Nach peroraler Infektion (über orale Aufnahme) gelangen die Larven in den Magen-Darm-Trakt, entwickeln sich dort über weitere Stadien zum geschlechtsreifen Wurm und geben Eier in den Darm ab, die wieder mit dem Kot ausgeschieden werden.
Nach perkutaner Infektion (über die Haut) können die Larven über die Lunge, die Luftröhre und
die Speiseröhre in den Magen-Darm-Trakt gelangen, wo sie sich genauso weiterentwickeln, wie
nach peroraler Aufnahme. Daneben können sie auch durch verschiedene Organe wandern und
sich letztlich in der Muskulatur niederlassen, wo sie verbleiben, bis sie reaktiviert werden.

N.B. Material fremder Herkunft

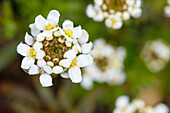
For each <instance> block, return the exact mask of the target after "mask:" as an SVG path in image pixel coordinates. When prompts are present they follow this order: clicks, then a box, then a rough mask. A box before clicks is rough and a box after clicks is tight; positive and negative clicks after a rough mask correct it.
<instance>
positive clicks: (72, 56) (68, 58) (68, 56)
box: [64, 50, 76, 59]
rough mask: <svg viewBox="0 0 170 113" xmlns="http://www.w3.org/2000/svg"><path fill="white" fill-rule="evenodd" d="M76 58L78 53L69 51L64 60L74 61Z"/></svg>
mask: <svg viewBox="0 0 170 113" xmlns="http://www.w3.org/2000/svg"><path fill="white" fill-rule="evenodd" d="M75 57H76V52H75V51H74V50H68V51H67V52H66V53H65V54H64V58H68V59H74V58H75Z"/></svg>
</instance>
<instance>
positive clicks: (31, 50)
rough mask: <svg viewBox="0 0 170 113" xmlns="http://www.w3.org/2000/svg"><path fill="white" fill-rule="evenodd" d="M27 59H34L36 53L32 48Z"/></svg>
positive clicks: (29, 52) (34, 50) (29, 51)
mask: <svg viewBox="0 0 170 113" xmlns="http://www.w3.org/2000/svg"><path fill="white" fill-rule="evenodd" d="M29 57H33V58H34V59H35V58H36V52H35V50H34V48H33V47H31V48H30V51H29Z"/></svg>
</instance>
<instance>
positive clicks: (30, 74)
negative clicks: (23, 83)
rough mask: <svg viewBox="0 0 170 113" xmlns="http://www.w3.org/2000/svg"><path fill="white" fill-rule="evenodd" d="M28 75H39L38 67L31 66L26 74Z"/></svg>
mask: <svg viewBox="0 0 170 113" xmlns="http://www.w3.org/2000/svg"><path fill="white" fill-rule="evenodd" d="M28 73H29V74H30V75H36V74H39V67H38V66H37V65H32V66H31V67H30V69H29V72H28Z"/></svg>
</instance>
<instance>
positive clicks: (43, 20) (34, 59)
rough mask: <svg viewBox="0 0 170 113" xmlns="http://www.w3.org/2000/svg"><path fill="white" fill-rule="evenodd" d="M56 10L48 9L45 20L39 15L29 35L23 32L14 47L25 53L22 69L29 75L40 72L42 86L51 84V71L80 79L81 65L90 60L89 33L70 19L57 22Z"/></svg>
mask: <svg viewBox="0 0 170 113" xmlns="http://www.w3.org/2000/svg"><path fill="white" fill-rule="evenodd" d="M59 16H60V14H59V12H58V11H57V10H51V11H50V13H49V14H48V16H47V20H46V19H45V18H44V17H42V16H41V15H38V16H37V17H36V18H35V23H33V24H30V26H29V27H30V28H31V34H32V35H33V37H34V38H33V37H32V36H31V35H28V33H26V35H25V43H26V44H23V43H22V42H21V43H20V44H19V45H18V46H17V52H18V53H19V54H21V55H22V56H25V57H24V59H23V61H22V63H21V68H22V69H24V70H25V71H26V72H28V74H29V75H37V74H40V83H41V84H42V86H43V87H48V86H52V85H53V83H52V76H51V74H60V75H61V76H62V77H63V78H70V79H71V80H72V82H73V83H79V82H81V80H82V75H81V68H82V67H86V66H89V65H91V64H92V63H93V57H92V55H90V52H91V50H92V48H93V44H92V43H91V42H89V43H87V42H88V39H89V35H88V33H87V31H85V30H84V29H82V28H81V26H78V27H74V24H73V22H72V21H70V20H66V21H64V22H63V24H62V28H61V27H60V26H59V25H58V21H59Z"/></svg>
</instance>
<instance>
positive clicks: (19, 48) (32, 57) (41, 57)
mask: <svg viewBox="0 0 170 113" xmlns="http://www.w3.org/2000/svg"><path fill="white" fill-rule="evenodd" d="M25 42H26V44H23V43H22V42H21V43H20V44H19V45H18V46H17V52H18V53H19V54H20V55H22V56H24V59H23V60H22V63H21V68H23V69H29V68H30V66H31V65H33V64H34V63H35V59H42V58H43V57H44V56H45V53H44V52H43V51H42V50H40V49H41V48H42V45H41V43H39V42H35V43H34V39H33V38H32V37H31V36H30V35H28V33H26V35H25ZM33 43H34V44H33ZM27 44H28V45H27ZM29 45H32V47H30V46H29Z"/></svg>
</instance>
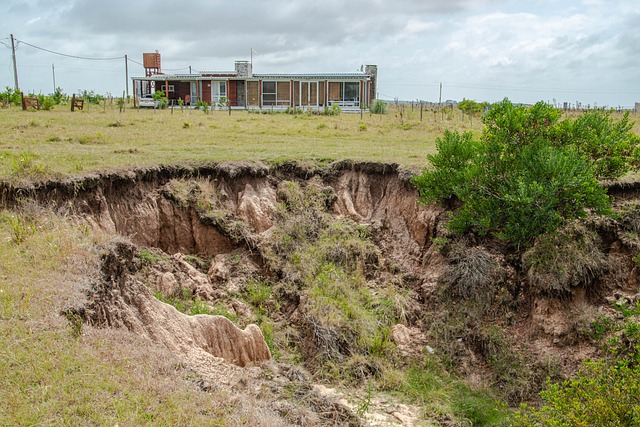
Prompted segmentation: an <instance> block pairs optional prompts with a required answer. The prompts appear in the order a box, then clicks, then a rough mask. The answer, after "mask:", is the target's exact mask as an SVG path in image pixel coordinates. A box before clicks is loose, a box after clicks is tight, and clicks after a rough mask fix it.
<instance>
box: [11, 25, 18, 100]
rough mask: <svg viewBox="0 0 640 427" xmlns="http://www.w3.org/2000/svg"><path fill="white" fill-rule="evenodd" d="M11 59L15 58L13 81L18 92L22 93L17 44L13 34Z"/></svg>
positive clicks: (12, 34) (11, 49)
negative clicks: (18, 66)
mask: <svg viewBox="0 0 640 427" xmlns="http://www.w3.org/2000/svg"><path fill="white" fill-rule="evenodd" d="M11 54H12V55H11V57H12V58H13V79H14V81H15V84H16V92H20V85H18V67H17V65H16V44H15V41H14V39H13V34H11Z"/></svg>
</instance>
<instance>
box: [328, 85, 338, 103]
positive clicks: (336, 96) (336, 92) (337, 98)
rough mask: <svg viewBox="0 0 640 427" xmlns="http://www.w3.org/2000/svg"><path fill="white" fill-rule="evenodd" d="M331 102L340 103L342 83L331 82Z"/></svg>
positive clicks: (330, 100)
mask: <svg viewBox="0 0 640 427" xmlns="http://www.w3.org/2000/svg"><path fill="white" fill-rule="evenodd" d="M329 101H340V82H329Z"/></svg>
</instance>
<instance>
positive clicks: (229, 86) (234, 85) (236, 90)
mask: <svg viewBox="0 0 640 427" xmlns="http://www.w3.org/2000/svg"><path fill="white" fill-rule="evenodd" d="M228 89H229V93H228V97H229V104H230V105H231V106H232V107H237V106H238V89H237V86H236V81H235V80H229V87H228Z"/></svg>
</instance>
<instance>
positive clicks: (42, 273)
mask: <svg viewBox="0 0 640 427" xmlns="http://www.w3.org/2000/svg"><path fill="white" fill-rule="evenodd" d="M0 241H1V242H2V244H0V384H2V387H0V401H1V402H2V405H0V425H3V426H5V425H6V426H9V425H11V426H27V425H29V426H31V425H56V426H57V425H60V426H63V425H69V426H71V425H116V424H118V425H123V426H124V425H203V426H204V425H209V426H215V425H229V424H230V423H229V422H227V421H225V420H226V419H227V415H228V414H229V410H228V407H227V404H228V402H225V401H224V400H223V398H217V397H213V398H212V397H211V396H209V395H206V394H203V393H199V392H197V391H196V389H195V387H194V386H192V385H189V384H188V383H187V382H186V381H185V380H184V378H185V376H186V372H183V371H181V370H182V368H181V364H180V363H179V362H178V361H177V360H176V359H174V358H173V357H172V356H170V355H168V354H165V353H164V352H163V351H161V350H158V349H156V348H154V347H152V346H150V345H148V344H147V343H146V342H144V341H141V340H140V339H139V338H138V337H136V336H134V335H133V334H130V333H126V332H122V331H117V330H114V331H110V330H97V329H93V328H91V327H88V326H86V325H80V327H78V325H77V324H73V322H68V321H67V319H65V317H63V316H61V315H60V312H61V311H62V310H63V309H64V308H66V307H69V306H73V305H74V304H75V303H76V302H77V301H78V299H79V298H81V295H82V291H81V290H82V283H83V281H85V280H86V277H87V276H88V275H90V274H92V273H94V272H95V269H96V264H95V263H96V253H97V245H98V244H100V243H101V242H103V241H102V239H101V238H99V237H96V235H94V234H93V233H90V232H89V231H88V230H87V228H86V227H83V226H81V225H77V224H73V223H71V222H70V221H68V220H66V219H64V218H61V217H58V216H56V215H54V214H52V213H48V212H46V211H44V210H40V209H38V208H35V207H32V206H28V205H27V206H26V207H24V209H22V210H20V211H18V212H8V211H1V212H0Z"/></svg>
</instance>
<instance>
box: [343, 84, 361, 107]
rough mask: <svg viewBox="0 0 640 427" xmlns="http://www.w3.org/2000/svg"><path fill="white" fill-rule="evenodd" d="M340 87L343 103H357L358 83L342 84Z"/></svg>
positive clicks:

Das
geschieht zum Beispiel während einer Trächtigkeit. Die reaktivierten Larven wandern gegen Ende
der Trächtigkeit in die Milchdrüse und werden so über die Muttermilch auf die Welpen übertragen.

Gesundheitlichen Schaden können Hakenwürmer überall da hinterlassen, wo sie entlang wandern. So können sie beispielsweise allergische Reaktionen an der Hautstelle, an der sie eingedrungen sind, verursachen. Auch können die Larven in der Lunge kleine Blutungen und entzündliche
Veränderungen hervorrufen, sowie entzündliche Veränderungen der Darmschleimhaut. Im
schlimmsten Fall kann es zu verzögertem Wachstum, Abmagerung, Blutverlust, blutigem Durchfall
und sogar zu Herzinsuffizienz kommen. Massive Auswirkungen auf den Körper hat allerdings nur
ein massiver Befall bei einem sehr jungen oder immunschwachen Tier.
Auch für den Menschen ist der Hakenwurm nicht ganz ungefährlich. Die Aufnahme erfolgt über die Haut, die Larve verursacht dort dann lokale Veränderungen und Entzündungen der Haut.

Empfehlungen
Hundewelpen während der Laktation

Die erste Behandlung erfolgt mit 2 Wochen, dann mit 4 Wochen und mit 12 Wochen, da es bei Hunden schon während der Trächtigkeit und bei Hunden und Katzen über die Muttermilch zu einer Infektion kommen kann.
Hündin und Katze, die säugt
Die erste Behandlung nach der Geburt erfolgt nach ca. 2 Wochen, da sich nach der Geburt Nachschübe wandernder Larven und aus dem Welpenkot aufgenommender Stadien im Darm ansiedeln können.
Hunde und Katzen über 12 Wochen
Die Entwurmung erfolgt sehr individuell von 2-4 x jährlich bis deutlich häufiger bei Risikofaktoren wie enger Kontakt zu kleinen Kindern oder bei eifrigen Mäusefängern. Es besteht auch die Möglichkeit, über eine Kotuntersuchung den Verwurmungsstatus festzustellen und nur bei Bedarf zu entwurmen.
Entwurmen nach Flohbefall
Nach erfolgreicher Flohbehandlung sollte eine Entwurmung vorgenommen werden, um evtl. Bandwurmbefall vorzubeugen. Alternativ dazu kann durch eine Kotprobenuntersuchung festgestellt werden, ob es zu Bandwurmbefall durch die Flöhe gekommen ist und ob eine
Entwurmung notwendig ist.
Entwurmung bei Wurmbefall
Sind Würmer in Kot oder Erbrochenem gefunden worden, sollte 2 x im Abstand von 14 Tagen entwurmt werden. Bei starkem Befall empfiehlt es sich zusätzlich, den Erfolg der Entwurmung per Kotuntersuchung zu überprüfen.

ENDE
Ist nun leider etwas lang geworden und für mich nicht mehr diskutabel, ich finde es schon wichtig, genauso wie die rassespezifischen Untersuchungen.
Man sollte aber auch einmal die andere Seite, die Züchterseite, betrachten. Ich glaube nicht das ein guter und verantwortungsvoller Züchter, natürlich mit dem Augenmerk auf die Rasse, jedem x-beliebigen Interessent, einen Welpen anvertraut.